The Manufactured Experience
I was talking about this with my friend, Jade P.K., a few months back. Jade designs lighting for museums and galleries, and she thinks about space in a way that most people don’t. She’s paid to direct the human eye, to make a room feel intimate or overwhelming, to tell a story with photons. We were at one of these so-called five-star beach clubs, music throbbing just enough to make conversation a conscious effort, and she pointed at the string lights woven through the palms.
And then I couldn’t unsee it.
The real product isn’t the comfortable bed or the pristine beach. The product is the feeling of having gained access to a space where scarcity is managed in your favor-for a price.
The New Luxury: Monetized Frustration
This is the new luxury: a tiered system of opting out of inconveniences the system itself creates. The base-level inconvenience is the 7:02 AM chair hunt. For an extra $422 a day, you can reserve a cabana, which is just a chair with a little roof and two curtains. You’re paying to bypass the game. For another $822, you can get access to the ‘exclusive’ rooftop pool, which is just a smaller, more crowded pool with a better view of the other people who also paid to feel special.
Every frustration is a monetization opportunity.
I hate this dynamic. I find it transparent and cynical and a fundamental violation of what a vacation is supposed to be. I also have to admit that on day two of that trip, after losing the chair battle to a man who looked like he could run a 4.2-second 40-yard dash with a stack of towels under his arm, I paid the $422 for the cabana. I bought my way out of the game I was already paying thousands to play in the first place. I criticized the system and then I wrote it a check.

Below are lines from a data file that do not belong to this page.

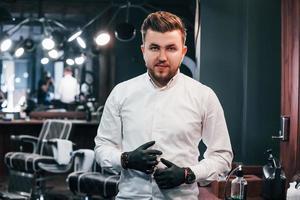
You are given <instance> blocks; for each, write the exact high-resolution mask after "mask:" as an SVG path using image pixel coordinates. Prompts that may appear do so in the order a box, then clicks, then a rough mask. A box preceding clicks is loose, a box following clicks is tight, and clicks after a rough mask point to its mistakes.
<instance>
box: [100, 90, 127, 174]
mask: <svg viewBox="0 0 300 200" xmlns="http://www.w3.org/2000/svg"><path fill="white" fill-rule="evenodd" d="M121 136H122V132H121V117H120V110H119V106H118V104H117V98H116V88H115V89H114V90H113V91H112V92H111V94H110V95H109V97H108V98H107V101H106V103H105V106H104V111H103V114H102V117H101V122H100V125H99V127H98V131H97V136H96V137H95V144H96V145H95V149H94V150H95V156H96V161H97V162H98V163H99V164H100V166H101V167H103V168H114V169H116V170H117V171H120V170H121Z"/></svg>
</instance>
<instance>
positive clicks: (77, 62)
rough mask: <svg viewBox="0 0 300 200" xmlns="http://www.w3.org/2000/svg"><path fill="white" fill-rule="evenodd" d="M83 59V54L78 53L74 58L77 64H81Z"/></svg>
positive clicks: (82, 62) (82, 60) (82, 63)
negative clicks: (76, 56)
mask: <svg viewBox="0 0 300 200" xmlns="http://www.w3.org/2000/svg"><path fill="white" fill-rule="evenodd" d="M84 61H85V57H84V56H83V55H80V56H78V57H76V58H75V63H76V64H77V65H82V64H83V63H84Z"/></svg>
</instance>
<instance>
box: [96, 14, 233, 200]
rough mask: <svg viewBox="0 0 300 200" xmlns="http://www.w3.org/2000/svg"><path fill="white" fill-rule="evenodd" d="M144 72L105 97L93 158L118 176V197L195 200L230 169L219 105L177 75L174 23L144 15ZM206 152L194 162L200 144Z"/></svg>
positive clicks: (176, 51)
mask: <svg viewBox="0 0 300 200" xmlns="http://www.w3.org/2000/svg"><path fill="white" fill-rule="evenodd" d="M141 31H142V38H143V44H142V46H141V49H142V52H143V57H144V60H145V63H146V67H147V73H145V74H143V75H140V76H138V77H136V78H133V79H131V80H128V81H125V82H123V83H120V84H118V85H117V86H116V87H115V88H114V89H113V91H112V92H111V94H110V95H109V97H108V99H107V101H106V104H105V108H104V112H103V115H102V119H101V123H100V125H99V129H98V133H97V136H96V138H95V143H96V147H95V153H96V160H97V162H98V163H100V165H101V166H102V167H104V168H115V169H117V170H120V171H121V178H120V182H119V193H118V195H117V199H172V200H174V199H175V200H176V199H178V200H179V199H180V200H182V199H189V200H193V199H198V197H197V196H198V186H197V184H196V182H199V183H200V184H207V183H208V182H210V181H212V180H215V179H216V178H217V176H218V174H220V173H224V172H228V171H229V170H230V166H231V161H232V150H231V144H230V139H229V135H228V131H227V127H226V122H225V119H224V114H223V110H222V107H221V105H220V103H219V101H218V98H217V97H216V95H215V93H214V92H213V91H212V90H211V89H210V88H208V87H207V86H204V85H202V84H201V83H199V82H197V81H195V80H193V79H191V78H189V77H187V76H185V75H183V74H181V73H180V71H179V66H180V64H181V61H182V59H183V57H184V55H185V54H186V51H187V47H186V46H185V38H186V32H185V28H184V25H183V23H182V21H181V19H180V18H178V17H177V16H175V15H173V14H171V13H168V12H162V11H160V12H156V13H152V14H150V15H149V16H148V17H147V18H146V19H145V21H144V22H143V25H142V29H141ZM201 140H203V142H204V143H205V144H206V146H207V150H206V151H205V153H204V159H203V160H201V161H200V162H199V161H198V158H199V155H200V153H199V150H198V144H199V142H200V141H201Z"/></svg>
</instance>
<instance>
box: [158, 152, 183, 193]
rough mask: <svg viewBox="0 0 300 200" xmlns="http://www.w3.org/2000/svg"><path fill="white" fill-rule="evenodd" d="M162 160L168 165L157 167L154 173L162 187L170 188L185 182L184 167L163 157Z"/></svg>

It’s easy to have principles until you just really want a place to put your stuff in the shade.
The velvet rope used to hang at the entrance of a nightclub. Now, it’s everywhere. It’s invisible, but it’s partitioned the entire consumer world. It’s the difference between basic economy and premium economy-a few inches of legroom sold as a luxury. It’s the subscription service that removes the ads from the other subscription service you’re already paying for. We’ve become connoisseurs of micro-comforts, experts at navigating byzantine systems of manufactured privilege.

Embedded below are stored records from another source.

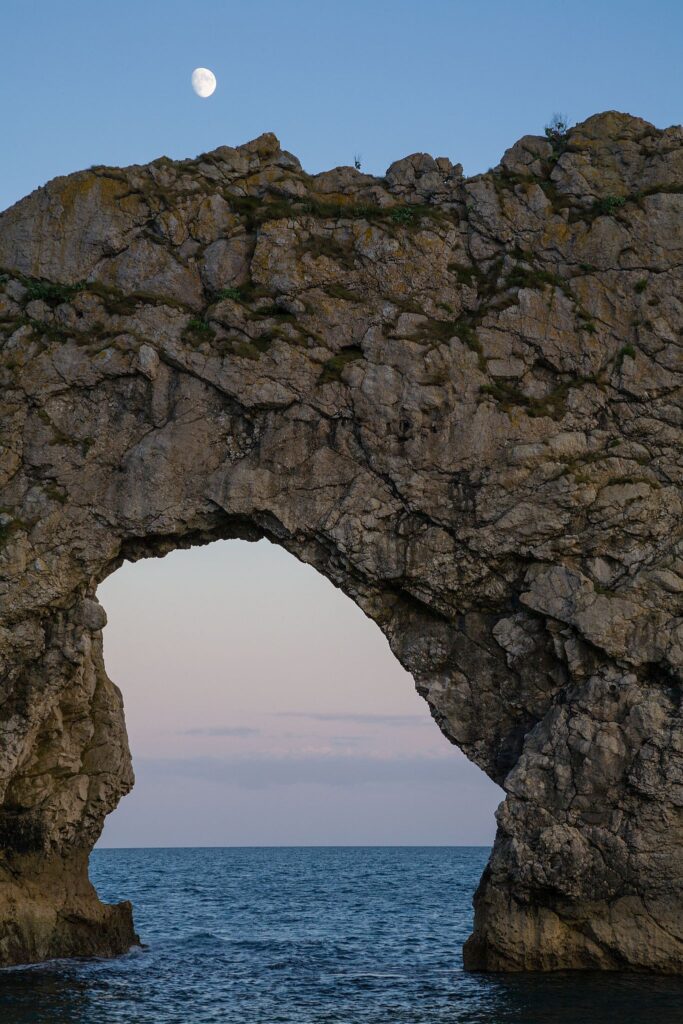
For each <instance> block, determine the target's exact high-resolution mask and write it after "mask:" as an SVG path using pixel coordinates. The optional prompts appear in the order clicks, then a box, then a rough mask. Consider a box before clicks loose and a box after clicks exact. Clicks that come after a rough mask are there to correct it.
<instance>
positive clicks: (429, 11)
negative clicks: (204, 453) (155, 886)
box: [0, 0, 683, 846]
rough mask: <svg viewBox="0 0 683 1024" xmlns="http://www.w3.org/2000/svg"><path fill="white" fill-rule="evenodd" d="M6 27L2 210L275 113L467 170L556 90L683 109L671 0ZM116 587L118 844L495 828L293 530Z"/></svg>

The Luxury of Being Left Alone
What we lost in this process wasn’t money. It was privacy. It was the simple, profound luxury of being left alone, of not having to perform or compete. A few years ago, completely burned out, a friend convinced me to try something different. Instead of a resort, we booked one of the los cabos villa rentals for a group of us. I was skeptical, worried about the logistics, the lack of a concierge to solve my trivial problems. My entire framework for a vacation was built around being served, not being self-sufficient.

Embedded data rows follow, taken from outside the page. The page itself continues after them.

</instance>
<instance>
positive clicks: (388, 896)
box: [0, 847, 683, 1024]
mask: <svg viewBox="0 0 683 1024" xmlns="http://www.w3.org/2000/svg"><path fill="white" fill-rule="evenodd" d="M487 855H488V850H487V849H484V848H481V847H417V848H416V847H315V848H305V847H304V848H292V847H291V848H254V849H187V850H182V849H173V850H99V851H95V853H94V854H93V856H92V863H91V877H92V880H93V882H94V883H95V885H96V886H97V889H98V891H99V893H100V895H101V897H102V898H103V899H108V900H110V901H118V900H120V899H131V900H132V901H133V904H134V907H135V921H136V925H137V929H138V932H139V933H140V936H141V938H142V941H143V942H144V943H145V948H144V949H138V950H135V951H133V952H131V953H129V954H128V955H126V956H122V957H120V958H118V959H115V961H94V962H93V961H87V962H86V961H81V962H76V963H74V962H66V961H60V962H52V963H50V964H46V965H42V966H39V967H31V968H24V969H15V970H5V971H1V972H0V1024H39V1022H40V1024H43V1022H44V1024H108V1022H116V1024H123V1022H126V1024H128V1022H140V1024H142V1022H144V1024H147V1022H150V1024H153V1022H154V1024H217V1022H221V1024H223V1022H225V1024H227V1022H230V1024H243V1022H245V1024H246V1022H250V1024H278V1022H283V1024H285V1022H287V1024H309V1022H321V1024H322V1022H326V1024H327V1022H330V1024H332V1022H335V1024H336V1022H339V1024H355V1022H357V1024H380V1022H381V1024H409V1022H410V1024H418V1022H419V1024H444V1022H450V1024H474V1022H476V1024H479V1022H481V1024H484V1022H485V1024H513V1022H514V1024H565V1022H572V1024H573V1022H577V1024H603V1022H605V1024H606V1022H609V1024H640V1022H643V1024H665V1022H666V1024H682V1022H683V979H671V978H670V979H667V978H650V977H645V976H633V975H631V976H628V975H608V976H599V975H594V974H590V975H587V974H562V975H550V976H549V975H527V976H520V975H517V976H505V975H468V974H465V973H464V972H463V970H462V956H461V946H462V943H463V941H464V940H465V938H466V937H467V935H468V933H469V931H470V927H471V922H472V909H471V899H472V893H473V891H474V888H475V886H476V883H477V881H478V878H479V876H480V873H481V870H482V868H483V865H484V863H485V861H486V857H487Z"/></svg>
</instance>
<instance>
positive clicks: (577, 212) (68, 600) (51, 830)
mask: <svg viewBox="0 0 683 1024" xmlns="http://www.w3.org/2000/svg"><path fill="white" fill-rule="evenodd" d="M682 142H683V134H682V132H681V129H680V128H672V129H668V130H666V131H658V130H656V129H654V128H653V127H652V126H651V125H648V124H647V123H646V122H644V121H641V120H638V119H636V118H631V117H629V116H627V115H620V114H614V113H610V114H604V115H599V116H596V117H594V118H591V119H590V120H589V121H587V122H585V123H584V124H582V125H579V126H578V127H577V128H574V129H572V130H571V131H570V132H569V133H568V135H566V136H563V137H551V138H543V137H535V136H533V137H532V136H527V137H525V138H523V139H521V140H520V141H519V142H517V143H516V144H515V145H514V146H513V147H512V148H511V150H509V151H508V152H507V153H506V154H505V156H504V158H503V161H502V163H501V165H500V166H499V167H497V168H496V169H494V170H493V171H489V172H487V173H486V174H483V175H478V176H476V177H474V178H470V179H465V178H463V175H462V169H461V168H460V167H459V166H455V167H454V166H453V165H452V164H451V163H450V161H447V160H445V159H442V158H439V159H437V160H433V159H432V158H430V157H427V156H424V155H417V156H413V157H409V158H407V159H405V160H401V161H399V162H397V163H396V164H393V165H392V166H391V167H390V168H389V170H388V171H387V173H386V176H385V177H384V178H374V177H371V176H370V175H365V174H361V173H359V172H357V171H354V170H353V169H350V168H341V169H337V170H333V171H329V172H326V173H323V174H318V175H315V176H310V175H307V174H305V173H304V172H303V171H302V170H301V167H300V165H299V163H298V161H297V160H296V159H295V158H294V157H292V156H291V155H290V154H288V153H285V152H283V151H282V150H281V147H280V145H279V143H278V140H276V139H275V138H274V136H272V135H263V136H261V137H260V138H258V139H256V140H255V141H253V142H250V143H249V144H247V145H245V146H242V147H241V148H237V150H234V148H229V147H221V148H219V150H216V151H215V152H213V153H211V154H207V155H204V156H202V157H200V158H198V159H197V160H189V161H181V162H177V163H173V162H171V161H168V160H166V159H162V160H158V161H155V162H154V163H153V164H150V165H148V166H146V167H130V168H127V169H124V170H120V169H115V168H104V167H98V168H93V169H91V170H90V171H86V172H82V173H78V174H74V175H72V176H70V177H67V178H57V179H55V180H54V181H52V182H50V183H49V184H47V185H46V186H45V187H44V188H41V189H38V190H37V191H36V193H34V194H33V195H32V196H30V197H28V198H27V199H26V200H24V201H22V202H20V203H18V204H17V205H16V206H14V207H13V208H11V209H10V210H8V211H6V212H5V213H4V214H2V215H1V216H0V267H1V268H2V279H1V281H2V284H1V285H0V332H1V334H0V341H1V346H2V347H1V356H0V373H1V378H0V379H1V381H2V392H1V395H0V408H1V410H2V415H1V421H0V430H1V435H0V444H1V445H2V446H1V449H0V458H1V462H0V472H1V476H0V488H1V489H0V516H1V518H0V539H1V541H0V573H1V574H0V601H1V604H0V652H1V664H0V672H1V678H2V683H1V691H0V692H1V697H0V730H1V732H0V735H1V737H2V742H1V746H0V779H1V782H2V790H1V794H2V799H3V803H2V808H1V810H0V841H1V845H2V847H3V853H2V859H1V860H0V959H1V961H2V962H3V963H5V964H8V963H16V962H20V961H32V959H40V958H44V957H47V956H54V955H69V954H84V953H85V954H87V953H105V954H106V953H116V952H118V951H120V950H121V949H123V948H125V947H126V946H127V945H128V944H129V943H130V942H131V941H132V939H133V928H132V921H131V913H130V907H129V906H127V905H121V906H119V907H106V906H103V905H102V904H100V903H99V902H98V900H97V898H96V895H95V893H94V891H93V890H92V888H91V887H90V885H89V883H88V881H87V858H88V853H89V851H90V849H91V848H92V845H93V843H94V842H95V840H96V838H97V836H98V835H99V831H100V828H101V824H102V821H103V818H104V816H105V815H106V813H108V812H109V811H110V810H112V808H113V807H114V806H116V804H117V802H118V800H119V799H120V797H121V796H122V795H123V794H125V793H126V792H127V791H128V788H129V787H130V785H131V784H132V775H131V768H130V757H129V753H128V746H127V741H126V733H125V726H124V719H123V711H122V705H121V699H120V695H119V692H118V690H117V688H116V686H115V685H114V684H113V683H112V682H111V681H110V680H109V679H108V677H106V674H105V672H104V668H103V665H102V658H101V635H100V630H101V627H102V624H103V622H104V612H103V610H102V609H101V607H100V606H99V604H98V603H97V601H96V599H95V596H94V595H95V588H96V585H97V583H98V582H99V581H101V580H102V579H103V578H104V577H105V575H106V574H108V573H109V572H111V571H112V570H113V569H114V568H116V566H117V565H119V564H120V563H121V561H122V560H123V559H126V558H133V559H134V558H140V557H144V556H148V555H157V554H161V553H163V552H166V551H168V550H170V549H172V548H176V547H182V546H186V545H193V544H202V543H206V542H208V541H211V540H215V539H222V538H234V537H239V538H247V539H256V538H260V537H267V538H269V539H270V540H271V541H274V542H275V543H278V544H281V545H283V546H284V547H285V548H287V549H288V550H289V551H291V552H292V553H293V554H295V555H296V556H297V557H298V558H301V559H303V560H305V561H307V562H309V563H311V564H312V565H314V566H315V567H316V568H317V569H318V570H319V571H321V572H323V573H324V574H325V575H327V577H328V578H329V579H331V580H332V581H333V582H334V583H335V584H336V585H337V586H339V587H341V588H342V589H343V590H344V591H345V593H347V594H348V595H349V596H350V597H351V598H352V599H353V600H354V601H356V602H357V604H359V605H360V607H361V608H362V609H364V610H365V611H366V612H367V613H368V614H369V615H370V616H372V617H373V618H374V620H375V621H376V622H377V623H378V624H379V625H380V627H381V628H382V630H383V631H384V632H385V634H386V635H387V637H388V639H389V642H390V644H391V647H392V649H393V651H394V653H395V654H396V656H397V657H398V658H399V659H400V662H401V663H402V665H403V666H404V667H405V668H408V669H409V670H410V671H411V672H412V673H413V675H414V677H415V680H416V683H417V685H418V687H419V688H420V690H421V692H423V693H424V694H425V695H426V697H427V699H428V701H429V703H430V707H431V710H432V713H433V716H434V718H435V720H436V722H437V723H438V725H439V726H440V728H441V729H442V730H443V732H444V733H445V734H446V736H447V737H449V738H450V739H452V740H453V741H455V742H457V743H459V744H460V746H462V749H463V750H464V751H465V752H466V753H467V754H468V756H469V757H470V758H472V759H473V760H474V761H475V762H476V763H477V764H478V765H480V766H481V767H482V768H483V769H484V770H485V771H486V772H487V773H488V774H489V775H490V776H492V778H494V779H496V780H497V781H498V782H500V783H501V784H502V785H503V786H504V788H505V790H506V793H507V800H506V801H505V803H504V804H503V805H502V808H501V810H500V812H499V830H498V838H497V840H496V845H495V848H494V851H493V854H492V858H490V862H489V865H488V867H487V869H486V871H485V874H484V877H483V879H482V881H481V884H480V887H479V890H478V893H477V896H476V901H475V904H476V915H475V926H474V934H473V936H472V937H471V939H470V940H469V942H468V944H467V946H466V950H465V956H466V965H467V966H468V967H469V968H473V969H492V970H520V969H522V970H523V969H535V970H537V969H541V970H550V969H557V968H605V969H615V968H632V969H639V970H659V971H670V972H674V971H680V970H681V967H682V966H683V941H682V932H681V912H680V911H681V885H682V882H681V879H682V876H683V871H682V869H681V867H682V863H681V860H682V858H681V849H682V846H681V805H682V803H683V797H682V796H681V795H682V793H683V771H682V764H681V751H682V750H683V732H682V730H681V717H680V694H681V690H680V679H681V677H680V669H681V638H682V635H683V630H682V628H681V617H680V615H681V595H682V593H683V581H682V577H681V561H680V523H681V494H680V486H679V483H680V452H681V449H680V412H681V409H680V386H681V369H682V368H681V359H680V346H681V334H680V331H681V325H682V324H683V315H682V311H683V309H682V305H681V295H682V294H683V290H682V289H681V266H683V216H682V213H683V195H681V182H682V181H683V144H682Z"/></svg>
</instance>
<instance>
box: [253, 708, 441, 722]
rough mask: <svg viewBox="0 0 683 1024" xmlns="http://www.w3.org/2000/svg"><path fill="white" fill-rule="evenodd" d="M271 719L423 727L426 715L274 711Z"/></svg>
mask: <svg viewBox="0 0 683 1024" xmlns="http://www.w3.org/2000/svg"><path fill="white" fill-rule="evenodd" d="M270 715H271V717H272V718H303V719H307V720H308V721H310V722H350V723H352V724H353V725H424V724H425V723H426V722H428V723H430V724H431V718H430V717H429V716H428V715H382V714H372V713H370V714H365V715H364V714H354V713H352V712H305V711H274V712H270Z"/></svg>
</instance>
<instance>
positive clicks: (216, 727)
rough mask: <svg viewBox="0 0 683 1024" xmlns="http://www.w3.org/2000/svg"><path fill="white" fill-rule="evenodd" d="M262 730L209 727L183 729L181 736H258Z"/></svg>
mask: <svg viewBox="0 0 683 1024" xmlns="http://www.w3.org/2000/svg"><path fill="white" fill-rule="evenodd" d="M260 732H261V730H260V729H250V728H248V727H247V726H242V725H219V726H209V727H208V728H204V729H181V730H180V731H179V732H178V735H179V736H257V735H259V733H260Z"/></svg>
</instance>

The first morning, I woke up naturally, with the sun, around 8:12 AM. I walked out to the patio. There was a pool. There were chairs. They were all empty, waiting. Not for the swiftest or the richest or the one with the earliest alarm. Just waiting. For us. There was no one to perform for, no micro-economy of towels and territory. The only sound was the wind and the distant surf. We had the one thing that no resort, no matter how many stars or how exclusive the beach club, could ever truly sell: autonomy.
The Subtractive Luxury
That’s the core of it. We’ve been taught that luxury is additive. It’s more service, more amenities, more thread counts, more tiers of access. We pay for things to be done for us.
What if true luxury is subtractive?
What if it’s the absence of things? The absence of a schedule. The absence of a crowd. The absence of a velvet rope, visible or otherwise.
The absence of the need to have an opinion on the 12 different kinds of complimentary infused water in the lobby.
The Ultimate Luxury: Invisibility
The ultimate luxury isn’t being seen in the right place. It’s the freedom to be invisible. It’s a pool chair that doesn’t require a strategy. It’s a quiet dinner on a patio where the only soundtrack is your own conversation. It’s a door you can close that separates you from the world, not just from the people in the cheaper rooms down the hall. It’s the simple, uncomplicated, and increasingly rare state of being left completely, wonderfully alone.